Putting Germanium in a Vise

Silicon chips with compressed germanium run faster

24 February 2005--The old-fashioned way to speed up circuits was to shrink the components, but now that the payoff from that strategy is declining, semiconductor manufacturers are seeking other ways to squeeze out performance--notably by squeezing the semiconductor itself. If you squash or stretch certain semiconducting crystals, they convey electrical charges faster. In a CMOS transistor, the result of such "strain" is faster switching and higher current output, with most of the effect coming in the channel--the connection between the transistor's source and the drain. In the past two years, strained-silicon channels, in which the silicon is stretched, have come into general production. Now scientists at IBM Corp. have demonstrated still greater improvements in channels made of germanium that has been squeezed, or compressively strained.

According to Huiling Shang, a research staff member at the IBM Thomas J. Watson Research Center in Yorktown Heights, N.Y., transistors with strained-silicon channels offer output current just 10 to 30 percent higher than that in unstrained silicon, whereas strained-germanium channels raise it by 200 percent. She notes that although the idea had been kicking around for a few years, it became practical only when IBM discovered a fabrication method compatible with conventional CMOS technology, the linchpin of the electronics industry. The company announced the discovery in December, at the International Electron Devices Meeting, in San Francisco.
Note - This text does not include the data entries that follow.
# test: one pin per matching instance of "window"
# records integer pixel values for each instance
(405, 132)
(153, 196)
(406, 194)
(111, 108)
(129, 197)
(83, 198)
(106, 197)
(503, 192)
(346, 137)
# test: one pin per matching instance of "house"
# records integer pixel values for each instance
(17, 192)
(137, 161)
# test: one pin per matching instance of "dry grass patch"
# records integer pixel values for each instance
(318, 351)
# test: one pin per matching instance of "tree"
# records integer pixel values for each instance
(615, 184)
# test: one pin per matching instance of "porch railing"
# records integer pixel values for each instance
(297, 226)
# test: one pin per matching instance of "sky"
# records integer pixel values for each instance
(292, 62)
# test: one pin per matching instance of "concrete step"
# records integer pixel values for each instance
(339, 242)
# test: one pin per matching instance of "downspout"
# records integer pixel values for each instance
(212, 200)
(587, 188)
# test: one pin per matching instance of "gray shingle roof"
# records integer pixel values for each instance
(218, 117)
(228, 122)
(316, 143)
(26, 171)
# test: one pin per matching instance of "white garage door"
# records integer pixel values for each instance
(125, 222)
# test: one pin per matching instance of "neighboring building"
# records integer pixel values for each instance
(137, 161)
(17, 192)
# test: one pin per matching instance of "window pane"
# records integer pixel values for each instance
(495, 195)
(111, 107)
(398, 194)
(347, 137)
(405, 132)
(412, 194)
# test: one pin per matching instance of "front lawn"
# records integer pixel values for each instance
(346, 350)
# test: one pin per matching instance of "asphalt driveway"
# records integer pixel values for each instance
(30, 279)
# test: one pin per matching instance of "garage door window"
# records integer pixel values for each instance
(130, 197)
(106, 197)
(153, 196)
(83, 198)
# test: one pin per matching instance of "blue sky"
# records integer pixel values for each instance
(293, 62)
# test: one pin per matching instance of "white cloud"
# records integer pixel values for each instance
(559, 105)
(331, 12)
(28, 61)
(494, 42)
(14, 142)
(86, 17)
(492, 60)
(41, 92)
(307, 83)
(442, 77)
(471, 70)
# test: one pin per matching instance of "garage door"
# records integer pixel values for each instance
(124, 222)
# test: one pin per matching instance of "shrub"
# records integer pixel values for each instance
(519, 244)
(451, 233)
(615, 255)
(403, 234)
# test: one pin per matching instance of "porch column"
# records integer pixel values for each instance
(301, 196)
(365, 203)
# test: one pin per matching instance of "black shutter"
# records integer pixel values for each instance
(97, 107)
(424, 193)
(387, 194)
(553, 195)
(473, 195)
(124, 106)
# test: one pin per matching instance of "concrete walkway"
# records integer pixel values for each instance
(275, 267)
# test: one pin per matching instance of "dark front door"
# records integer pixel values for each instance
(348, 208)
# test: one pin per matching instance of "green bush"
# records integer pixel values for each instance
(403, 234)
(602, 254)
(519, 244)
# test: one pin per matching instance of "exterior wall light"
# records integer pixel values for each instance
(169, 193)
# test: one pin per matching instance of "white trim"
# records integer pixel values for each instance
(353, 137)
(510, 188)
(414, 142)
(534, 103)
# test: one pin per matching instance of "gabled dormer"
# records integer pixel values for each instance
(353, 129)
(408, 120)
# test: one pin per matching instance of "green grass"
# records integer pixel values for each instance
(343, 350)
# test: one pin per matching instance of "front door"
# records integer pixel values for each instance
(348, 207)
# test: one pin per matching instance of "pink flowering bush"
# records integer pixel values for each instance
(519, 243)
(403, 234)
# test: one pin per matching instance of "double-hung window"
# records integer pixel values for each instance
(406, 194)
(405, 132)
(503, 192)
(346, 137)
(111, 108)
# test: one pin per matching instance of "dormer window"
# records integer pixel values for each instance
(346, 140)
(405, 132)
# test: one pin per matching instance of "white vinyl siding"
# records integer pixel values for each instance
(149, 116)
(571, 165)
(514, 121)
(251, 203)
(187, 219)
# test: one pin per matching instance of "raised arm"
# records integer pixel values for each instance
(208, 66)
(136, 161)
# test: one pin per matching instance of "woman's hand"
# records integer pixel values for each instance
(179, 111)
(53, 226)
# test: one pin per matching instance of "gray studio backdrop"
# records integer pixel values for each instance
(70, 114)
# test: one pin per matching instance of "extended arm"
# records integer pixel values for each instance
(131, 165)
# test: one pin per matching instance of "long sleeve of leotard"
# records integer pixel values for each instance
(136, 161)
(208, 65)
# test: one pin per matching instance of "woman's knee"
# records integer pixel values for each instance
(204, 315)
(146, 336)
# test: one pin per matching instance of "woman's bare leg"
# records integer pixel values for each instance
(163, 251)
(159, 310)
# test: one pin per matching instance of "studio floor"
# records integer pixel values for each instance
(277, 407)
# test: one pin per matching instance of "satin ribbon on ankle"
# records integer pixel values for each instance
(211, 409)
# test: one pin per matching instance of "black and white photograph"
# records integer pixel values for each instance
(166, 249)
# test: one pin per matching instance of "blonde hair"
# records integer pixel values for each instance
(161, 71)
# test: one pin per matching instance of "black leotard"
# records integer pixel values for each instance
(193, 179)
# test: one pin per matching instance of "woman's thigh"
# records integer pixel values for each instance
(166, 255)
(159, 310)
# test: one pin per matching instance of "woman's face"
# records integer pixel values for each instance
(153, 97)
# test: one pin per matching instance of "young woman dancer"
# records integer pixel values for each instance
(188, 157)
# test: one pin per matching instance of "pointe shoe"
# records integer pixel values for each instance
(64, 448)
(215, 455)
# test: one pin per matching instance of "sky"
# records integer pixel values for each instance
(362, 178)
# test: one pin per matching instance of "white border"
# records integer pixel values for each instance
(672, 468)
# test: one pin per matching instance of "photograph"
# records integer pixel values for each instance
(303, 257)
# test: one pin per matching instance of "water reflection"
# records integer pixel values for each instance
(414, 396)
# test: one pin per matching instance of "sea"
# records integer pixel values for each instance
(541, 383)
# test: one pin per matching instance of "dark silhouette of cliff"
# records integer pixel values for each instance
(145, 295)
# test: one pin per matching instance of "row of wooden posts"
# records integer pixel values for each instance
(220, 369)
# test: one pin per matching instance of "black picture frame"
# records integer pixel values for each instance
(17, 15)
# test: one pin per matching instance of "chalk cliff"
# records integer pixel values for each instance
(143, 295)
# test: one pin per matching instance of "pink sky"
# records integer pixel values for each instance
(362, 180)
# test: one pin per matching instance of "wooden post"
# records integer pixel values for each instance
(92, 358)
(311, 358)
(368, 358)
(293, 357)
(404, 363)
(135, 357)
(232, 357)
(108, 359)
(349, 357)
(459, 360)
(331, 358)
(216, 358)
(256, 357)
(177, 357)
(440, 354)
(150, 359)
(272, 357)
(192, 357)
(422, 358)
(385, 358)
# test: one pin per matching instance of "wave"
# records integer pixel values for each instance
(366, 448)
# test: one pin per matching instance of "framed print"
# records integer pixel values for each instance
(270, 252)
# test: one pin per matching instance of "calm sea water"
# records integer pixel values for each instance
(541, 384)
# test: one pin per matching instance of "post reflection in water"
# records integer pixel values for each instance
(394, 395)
In its new method, IBM starts with a substrate crystal made of silicon atoms salted with some germanium atoms. The germanium atoms' larger size makes the hybrid crystal bigger than one of plain silicon, but not as big as one made of pure germanium. That way, when the researchers grow a thin layer of pure germanium on top, the two crystals fit together like an egg-crate crammed into the sockets of a smaller crate. The larger crate--here, the grown layer of pure germanium--gets squeezed tight, to form strained germanium.

IBM's first goal is to build strained germanium channels into the slower of the two kinds of transistor that make up a CMOS device: the p-type, in which electron vacancies, called holes, carry the current. (In the other kind, the n-type transistor, the electrons in strained silicon channels move so much faster than they do in ordinary unstrained channels that strained silicon suffices, at least for now.)

To make the channels on p-type transistors, the researchers isolate a construction site on the silicon-germanium substrate by etching shallow trenches and filling them with silicon dioxide, an insulator. Then they lay down a protective coating on all but the isolated region. Next they deposit germanium atoms on the exposed area, forming strained germanium.

On top of the germanium they lay down a very thin layer of silicon, which they oxidize to provide insulation between the channel and the soon-to-be-formed gate. They follow this procedure by stripping off the protective coating. From this point on, fabrication proceeds along the standard CMOS manufacturing steps--the oxidation of silicon to make the gate insulation, the building of a gate on top of the oxide, and the wiring of the transistors to link them into circuits.

The key to IBM's success was finding a way to oxidize the top layer of silicon at 400 0C, some 200 degrees cooler than usual. This trick made it possible to finish the transistor without relaxing the strain that had been so laboriously induced in the germanium channel.

Shang and her colleagues also built transistors with hafnium dioxide as the gate insulation. This material has the advantage of minimizing current leakage through the very thin gate-to-channel gap, a problem that gets worse as transistors get smaller. The major drawback of hafnium dioxide had been its tendency to raise threshold voltage--the voltage needed to turn the transistor on. But that's no problem in Shang's devices.

She says that though the technology is still in development, it could well make it into manufacturing in the coming decade, as circuit wire widths shrink to 32 nm and below.